So...fat women should just not talk about their experiences (including being discriminated against) while fat? Fat women should not try to counter the overwhelming, gendered message that if you are a fat woman, you're ugly/dirty/undisciplined? Because it makes you uncomfortable?
posted by kagredon at 11:16 AM on July 15 [10 favorites]


I'm not sure it's about "always going to be fat", it's more about "you weight is always up for commentary".

That's entirely possible; nobody's experience is universal. But I can say that I've never personally known a woman or girl of any weight, shape, or body type who has never been called fat at some point in her life.
posted by The Underpants Monster at 11:22 AM on July 15 [1 favorite]

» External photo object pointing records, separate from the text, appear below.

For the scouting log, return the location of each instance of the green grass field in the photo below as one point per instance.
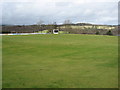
(60, 61)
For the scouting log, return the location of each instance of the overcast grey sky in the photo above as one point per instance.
(31, 11)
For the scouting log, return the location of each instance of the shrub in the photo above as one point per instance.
(109, 33)
(97, 33)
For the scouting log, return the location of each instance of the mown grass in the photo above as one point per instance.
(60, 61)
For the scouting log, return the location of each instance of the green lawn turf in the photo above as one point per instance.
(60, 61)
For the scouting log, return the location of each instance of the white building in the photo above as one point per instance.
(55, 31)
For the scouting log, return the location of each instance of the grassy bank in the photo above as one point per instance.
(60, 61)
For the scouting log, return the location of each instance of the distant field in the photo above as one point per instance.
(60, 61)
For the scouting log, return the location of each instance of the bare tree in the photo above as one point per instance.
(68, 27)
(39, 23)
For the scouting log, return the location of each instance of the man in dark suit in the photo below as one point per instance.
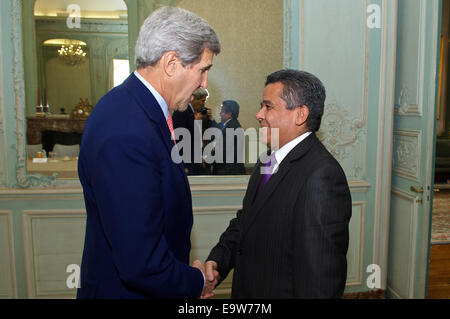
(290, 239)
(232, 162)
(186, 120)
(138, 201)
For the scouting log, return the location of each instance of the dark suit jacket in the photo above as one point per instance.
(185, 120)
(137, 236)
(292, 240)
(236, 167)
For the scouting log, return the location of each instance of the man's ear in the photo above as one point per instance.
(170, 62)
(302, 114)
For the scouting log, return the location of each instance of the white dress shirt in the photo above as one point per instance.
(162, 103)
(284, 151)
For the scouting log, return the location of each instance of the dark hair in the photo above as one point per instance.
(232, 107)
(301, 88)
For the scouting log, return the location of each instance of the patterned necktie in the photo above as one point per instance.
(170, 125)
(266, 172)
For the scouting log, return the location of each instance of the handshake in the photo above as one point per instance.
(209, 270)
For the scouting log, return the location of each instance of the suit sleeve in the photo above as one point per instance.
(130, 205)
(321, 238)
(224, 253)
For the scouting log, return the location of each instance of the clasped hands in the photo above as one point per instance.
(209, 270)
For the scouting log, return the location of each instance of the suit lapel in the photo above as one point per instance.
(259, 203)
(150, 105)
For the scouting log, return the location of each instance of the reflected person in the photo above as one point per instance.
(138, 200)
(232, 161)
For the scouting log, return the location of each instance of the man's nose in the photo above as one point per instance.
(260, 115)
(204, 83)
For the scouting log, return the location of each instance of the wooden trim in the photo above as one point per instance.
(373, 294)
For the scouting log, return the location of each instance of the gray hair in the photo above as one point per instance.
(174, 29)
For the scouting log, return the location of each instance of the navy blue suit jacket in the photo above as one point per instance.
(138, 202)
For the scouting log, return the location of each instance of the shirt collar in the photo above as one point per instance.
(225, 123)
(284, 151)
(162, 103)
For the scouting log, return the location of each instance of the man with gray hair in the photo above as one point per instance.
(138, 201)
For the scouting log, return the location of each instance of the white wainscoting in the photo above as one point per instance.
(53, 240)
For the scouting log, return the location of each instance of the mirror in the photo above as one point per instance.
(81, 52)
(253, 40)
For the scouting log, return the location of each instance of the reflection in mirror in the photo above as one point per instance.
(251, 36)
(77, 59)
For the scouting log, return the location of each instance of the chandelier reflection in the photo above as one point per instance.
(72, 54)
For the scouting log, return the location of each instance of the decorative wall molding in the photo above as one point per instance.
(405, 104)
(287, 49)
(341, 133)
(3, 150)
(409, 263)
(9, 255)
(23, 179)
(33, 262)
(405, 155)
(355, 279)
(388, 62)
(348, 142)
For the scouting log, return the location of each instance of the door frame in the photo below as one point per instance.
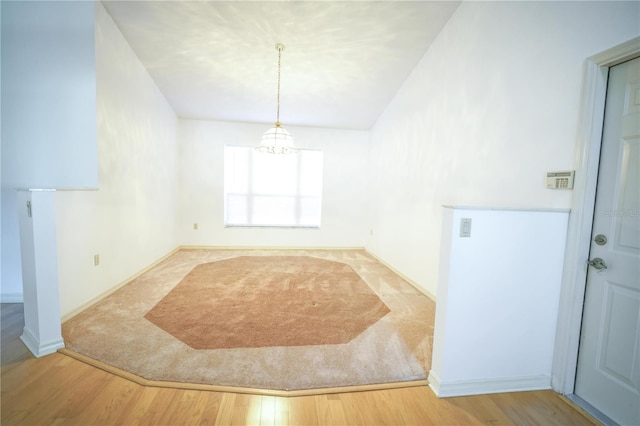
(574, 276)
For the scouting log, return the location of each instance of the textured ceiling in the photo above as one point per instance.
(343, 62)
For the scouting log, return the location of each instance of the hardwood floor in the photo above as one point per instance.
(59, 390)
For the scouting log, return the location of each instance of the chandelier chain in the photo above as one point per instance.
(278, 110)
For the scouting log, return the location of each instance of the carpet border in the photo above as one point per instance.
(234, 389)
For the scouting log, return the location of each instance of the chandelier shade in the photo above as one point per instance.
(277, 140)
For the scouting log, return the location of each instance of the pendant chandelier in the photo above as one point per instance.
(277, 140)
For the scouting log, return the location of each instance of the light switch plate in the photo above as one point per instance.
(465, 227)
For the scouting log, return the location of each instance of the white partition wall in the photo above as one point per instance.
(498, 293)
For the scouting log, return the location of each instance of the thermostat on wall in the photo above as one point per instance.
(560, 180)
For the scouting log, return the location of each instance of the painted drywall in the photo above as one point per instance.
(512, 343)
(345, 178)
(49, 111)
(130, 220)
(489, 109)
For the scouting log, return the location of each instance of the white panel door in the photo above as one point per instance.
(608, 374)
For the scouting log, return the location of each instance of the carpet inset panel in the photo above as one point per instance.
(395, 348)
(261, 301)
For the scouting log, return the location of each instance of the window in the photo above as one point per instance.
(272, 190)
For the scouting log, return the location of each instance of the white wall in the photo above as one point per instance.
(488, 307)
(130, 221)
(490, 108)
(49, 110)
(344, 203)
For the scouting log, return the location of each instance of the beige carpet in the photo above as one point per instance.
(385, 335)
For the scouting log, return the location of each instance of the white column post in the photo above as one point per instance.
(42, 332)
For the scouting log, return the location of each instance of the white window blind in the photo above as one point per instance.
(272, 190)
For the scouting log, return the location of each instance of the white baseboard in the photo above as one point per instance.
(484, 386)
(11, 298)
(68, 315)
(38, 348)
(404, 277)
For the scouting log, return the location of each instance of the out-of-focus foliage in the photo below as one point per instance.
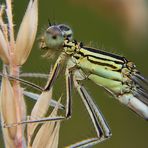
(106, 25)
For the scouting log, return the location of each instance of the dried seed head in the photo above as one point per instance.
(27, 33)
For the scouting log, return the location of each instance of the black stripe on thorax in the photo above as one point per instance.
(105, 53)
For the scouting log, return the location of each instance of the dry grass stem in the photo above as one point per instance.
(27, 33)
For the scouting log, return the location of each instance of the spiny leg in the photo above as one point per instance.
(102, 129)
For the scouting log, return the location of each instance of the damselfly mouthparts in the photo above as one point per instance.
(115, 73)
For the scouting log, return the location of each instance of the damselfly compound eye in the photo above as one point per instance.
(53, 38)
(66, 31)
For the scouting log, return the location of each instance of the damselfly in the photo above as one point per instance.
(115, 73)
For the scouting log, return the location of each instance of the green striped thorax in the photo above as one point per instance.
(105, 69)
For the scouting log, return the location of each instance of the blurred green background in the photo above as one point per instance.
(105, 25)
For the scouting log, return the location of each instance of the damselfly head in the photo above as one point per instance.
(66, 31)
(54, 36)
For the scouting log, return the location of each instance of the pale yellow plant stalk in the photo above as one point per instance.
(14, 53)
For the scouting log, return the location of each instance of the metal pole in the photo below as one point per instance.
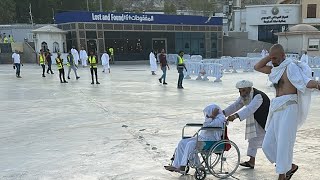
(30, 13)
(100, 5)
(87, 5)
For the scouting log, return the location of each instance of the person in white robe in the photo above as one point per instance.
(305, 58)
(213, 117)
(75, 55)
(83, 57)
(255, 113)
(105, 62)
(263, 53)
(288, 110)
(153, 63)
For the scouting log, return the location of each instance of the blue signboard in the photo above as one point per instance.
(132, 18)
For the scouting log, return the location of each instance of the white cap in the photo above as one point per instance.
(244, 84)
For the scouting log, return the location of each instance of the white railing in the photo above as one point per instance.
(203, 70)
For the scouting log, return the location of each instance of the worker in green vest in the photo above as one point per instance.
(41, 61)
(59, 62)
(180, 67)
(11, 40)
(5, 39)
(111, 51)
(93, 61)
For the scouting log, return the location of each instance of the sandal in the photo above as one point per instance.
(247, 164)
(290, 173)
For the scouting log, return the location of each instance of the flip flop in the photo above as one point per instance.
(247, 164)
(290, 173)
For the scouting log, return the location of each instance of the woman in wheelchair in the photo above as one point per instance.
(213, 117)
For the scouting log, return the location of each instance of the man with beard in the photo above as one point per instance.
(288, 110)
(255, 112)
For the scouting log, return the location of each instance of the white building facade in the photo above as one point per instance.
(263, 21)
(50, 37)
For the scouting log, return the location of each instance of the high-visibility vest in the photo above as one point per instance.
(41, 59)
(59, 63)
(11, 39)
(5, 40)
(111, 51)
(181, 60)
(92, 61)
(68, 61)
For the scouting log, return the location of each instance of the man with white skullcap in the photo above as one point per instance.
(255, 112)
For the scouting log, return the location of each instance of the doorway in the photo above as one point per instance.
(92, 46)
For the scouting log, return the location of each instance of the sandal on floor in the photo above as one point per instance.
(290, 173)
(171, 168)
(247, 164)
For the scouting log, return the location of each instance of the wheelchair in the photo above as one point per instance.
(219, 158)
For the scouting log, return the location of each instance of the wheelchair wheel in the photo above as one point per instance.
(200, 174)
(222, 163)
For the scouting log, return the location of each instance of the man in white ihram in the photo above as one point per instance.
(105, 62)
(304, 58)
(288, 110)
(83, 57)
(213, 117)
(256, 112)
(153, 62)
(75, 55)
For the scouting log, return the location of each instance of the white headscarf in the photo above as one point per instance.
(244, 84)
(208, 110)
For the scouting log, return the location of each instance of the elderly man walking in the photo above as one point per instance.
(255, 112)
(288, 110)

This article really hit home for me. I also hit my minimum weight while very ill, and it was amazing how many compliments I got from people who knew EXACTLY how sick I was, even when my BMI went below the healthy minimum. It really made me think about how much I hate hearing about my weight from others, and so I finally started standing up for myself.

Now whenever anyone comments on my weight I respond with some variant of "You know I appreciate that you were trying to give me a compliment, but I really don't like when people comment on my weight. It makes me really uncomfortable." (I am lucky that the commentary mostly came in the form compliments, but when the compliments only come when you have been starving yourself and spending all your free time exercising they can cause as much stress as insults).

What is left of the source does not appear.